|Sri Lanka Table of Contents
In 1927 a royal commission under the Earl of Donoughmore visited Sri Lanka to ascertain why representative government as chartered by the 1924 constitution had not succeeded and to suggest constitutional changes necessary for the island's eventual self-rule. The commission declared that the constitution had authorized a government characterized by the "divorce of power from responsibility," which at times seemed "rather like holy matrimony at its worst." The 1924 constitution, considered by the commission to be "an unqualified failure," failed to provide a strong, credible executive body of representatives. To remedy these shortcomings, the commission proposed universal adult franchise and an experimental system of government to be run by executive committees. The resulting Donoughmore Constitution, promulgated in 1931 to accommodate these new proposals in government, was a unique document that provided Sri Lankans with training for self-government. The document, however, reserved the highest level of responsibility for the British governor, whose assent was necessary for all legislation. The legislative branch of the government--the State Council-- functioned in both an executive and legislative capacity. Seven committees performed executive duties. Each committee consisted of designated members of the State Council and was chaired by an elected Sri Lankan, who was addressed as minister. Three British officers of ministerial rank, along with the seven Sri Lankan ministers, formed a board of ministers. The British ministers collectively handled responsibility for defense, external affairs, finance, and judicial matters.

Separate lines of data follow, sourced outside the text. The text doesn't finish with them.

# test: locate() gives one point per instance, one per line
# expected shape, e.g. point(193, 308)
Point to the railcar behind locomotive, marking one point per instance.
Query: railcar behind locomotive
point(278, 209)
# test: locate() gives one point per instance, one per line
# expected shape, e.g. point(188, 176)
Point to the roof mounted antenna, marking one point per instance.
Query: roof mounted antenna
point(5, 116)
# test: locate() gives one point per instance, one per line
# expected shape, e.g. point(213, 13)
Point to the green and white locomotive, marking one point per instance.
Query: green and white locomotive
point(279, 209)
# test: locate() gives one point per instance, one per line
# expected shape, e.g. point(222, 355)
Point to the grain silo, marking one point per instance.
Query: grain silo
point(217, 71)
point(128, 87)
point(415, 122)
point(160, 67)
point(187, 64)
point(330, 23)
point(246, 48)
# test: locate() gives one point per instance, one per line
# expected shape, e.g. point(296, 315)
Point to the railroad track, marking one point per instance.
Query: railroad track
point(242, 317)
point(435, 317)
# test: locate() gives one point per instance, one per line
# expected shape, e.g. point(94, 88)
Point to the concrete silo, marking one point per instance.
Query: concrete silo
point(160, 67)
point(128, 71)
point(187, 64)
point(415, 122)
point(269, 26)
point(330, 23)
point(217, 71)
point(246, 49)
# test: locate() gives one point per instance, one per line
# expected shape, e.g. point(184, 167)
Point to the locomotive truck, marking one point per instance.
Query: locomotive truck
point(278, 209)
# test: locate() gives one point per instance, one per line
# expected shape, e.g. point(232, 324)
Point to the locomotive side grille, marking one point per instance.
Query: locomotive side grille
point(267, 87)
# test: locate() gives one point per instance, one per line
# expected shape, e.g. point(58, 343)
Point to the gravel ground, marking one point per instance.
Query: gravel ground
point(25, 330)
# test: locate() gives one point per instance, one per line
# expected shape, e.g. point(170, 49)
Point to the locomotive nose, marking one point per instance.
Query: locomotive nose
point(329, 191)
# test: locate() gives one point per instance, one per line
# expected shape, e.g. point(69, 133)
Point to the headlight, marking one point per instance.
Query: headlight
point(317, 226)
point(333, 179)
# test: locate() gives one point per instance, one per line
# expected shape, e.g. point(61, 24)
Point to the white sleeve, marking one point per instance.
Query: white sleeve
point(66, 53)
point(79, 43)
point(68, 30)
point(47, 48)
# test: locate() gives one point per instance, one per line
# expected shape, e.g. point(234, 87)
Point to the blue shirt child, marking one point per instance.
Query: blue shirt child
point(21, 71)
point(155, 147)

The Donoughmore Constitution ushered in a period of experimentation in participatory democracy but contemporary political scientists have criticized it for not having provided an atmosphere conducive to the growth of a healthy party system. The system of executive committees did not lead to the development of national political parties. Instead, a number of splinter political groups evolved around influential personalities who usually followed a vision too limited or an agenda too communally partisan to have an impact on national politics.
Among the Sinhalese, a form of nationalism arose that sought once again to restore Buddhism to its former glory. The Great Council of the Sinhalese (Sinhala Maha Sabha), which was founded by S.W.R.D. Bandaranaike in 1937, was the strongest proponent of this resurgent ideology. Other groups followed suit, also organizing on communal grounds. These groups included the Burgher Political Association in 1938, the Ceylon Indian Congress in 1939, and the All Ceylon Tamil Congress in 1944.